Amazon unveils 20-city short list for $5 billion second headquarters
Published on Jan 18, 2018 by
BY TERENCE CULLEN
NEW YORK DAILY NEWS
Updated: Thursday, January 18, 2018, 11:41 AM
Amazon on Thursday unveiled its 20 finalist cities to build its $5 billion second headquarters, including New York City, Toronto and Denver.
Roughly half of those municipalities are on the East Coast, which would give the Seattle-based e-commerce behemoth a foothold at both ends of the country.
Los Angeles is the only West Coast city to make the final cut, per a map released by Amazon on Thursday.
The Big Apple has some regional rivals in Newark and Philadelphia, whose bids for the headquarters also made the final list.
Boston, Pittsburgh, Chicago, Indianapolis, and Miami also made the cut.
Amazon also signaled an interest in Washington, D.C., and Northern Virginia, which could put the massive office in President Trump’s backyard.
The commander-in-chief has railed against the company for allegedly skipping out on taxes, while bashing Amazon founder Jeff Bezos, who owns the Washington Post.
The announcement comes a day after Apple announced plans to build a new corporate campus and add 20,000 workers based in the U.S.
Amazon caused a municipal stir last year when it announced its plans to build a second headquarters. The company promised it’d create 50,000 high-paying jobs at new sprawling campus.
The company received 238 proposals by the October 2017 deadline.
New York City floated Manhattan’s Far West Side and Downtown along with waterfront Brooklyn and Queens as potential development areas.
The city’s placement on the list left some in the construction industry bullish on its prospects.
“We should take everything we need to…prepare New York and the region for a major expansion of jobs and a corporate campus like we’ve never seen before,” said Carlo Scissura, president and CEO of the New York Building Congress, an advocacy group for the city’s construction, design and engineering industries.

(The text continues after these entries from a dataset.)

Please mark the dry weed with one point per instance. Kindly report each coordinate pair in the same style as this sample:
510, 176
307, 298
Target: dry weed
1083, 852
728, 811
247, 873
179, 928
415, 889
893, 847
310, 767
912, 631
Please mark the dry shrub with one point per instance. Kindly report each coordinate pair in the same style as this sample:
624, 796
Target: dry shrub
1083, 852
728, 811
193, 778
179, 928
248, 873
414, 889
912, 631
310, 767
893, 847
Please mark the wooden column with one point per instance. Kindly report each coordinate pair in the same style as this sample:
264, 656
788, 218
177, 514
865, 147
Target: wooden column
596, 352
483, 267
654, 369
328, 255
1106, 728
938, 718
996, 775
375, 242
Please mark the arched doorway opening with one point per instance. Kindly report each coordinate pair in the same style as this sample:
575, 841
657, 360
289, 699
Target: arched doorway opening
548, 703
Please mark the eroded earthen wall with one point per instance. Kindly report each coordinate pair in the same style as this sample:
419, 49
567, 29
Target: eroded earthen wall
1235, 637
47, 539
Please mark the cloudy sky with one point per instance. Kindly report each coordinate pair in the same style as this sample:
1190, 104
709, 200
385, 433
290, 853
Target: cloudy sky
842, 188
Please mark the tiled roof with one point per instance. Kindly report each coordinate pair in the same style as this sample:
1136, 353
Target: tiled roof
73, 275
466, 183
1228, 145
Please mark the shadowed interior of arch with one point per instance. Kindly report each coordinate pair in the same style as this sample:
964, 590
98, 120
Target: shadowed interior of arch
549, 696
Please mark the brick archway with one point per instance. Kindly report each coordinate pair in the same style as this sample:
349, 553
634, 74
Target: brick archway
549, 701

Even if Newark bested the Big Apple for the campus, he added, its proximity to New York would still mean a lot of economic activity for the city.
“If Newark got it, obviously New York would benefit tremendously,” he said. “My preference is New York, but I wouldn’t cry if it was Newark.”
Advocates in New York had pushed the city as a viable option because new construction.
But the bid wasn’t without criticism over potential tax breaks and the city’s stunted transit system.
And while some of the bigger cities are believed to have offered tax cuts, others went for gimmicks — like the Georgia town that offered to rename itself “Amazon” should the company move there.
That town didn’t make the list, but nearby Atlanta is still in consideration.
Two Texas cities — Dallas and Austin — also made the final 20, along with Nashville, Raleigh, N.C., and Columbus, Ohio.
A number of cities contacted by the Associated Press earlier this month declined to say what exactly they offered Amazon in their proposals.
Good government group panned the discretion of some cities when the potential deals could leave taxpayers on the hook.
“They’re just acting like this is another secret deal,” Greg LeRoy of Good Jobs First, a nonprofit tracking economic spending, told the AP last week. “This is a nutty situation.”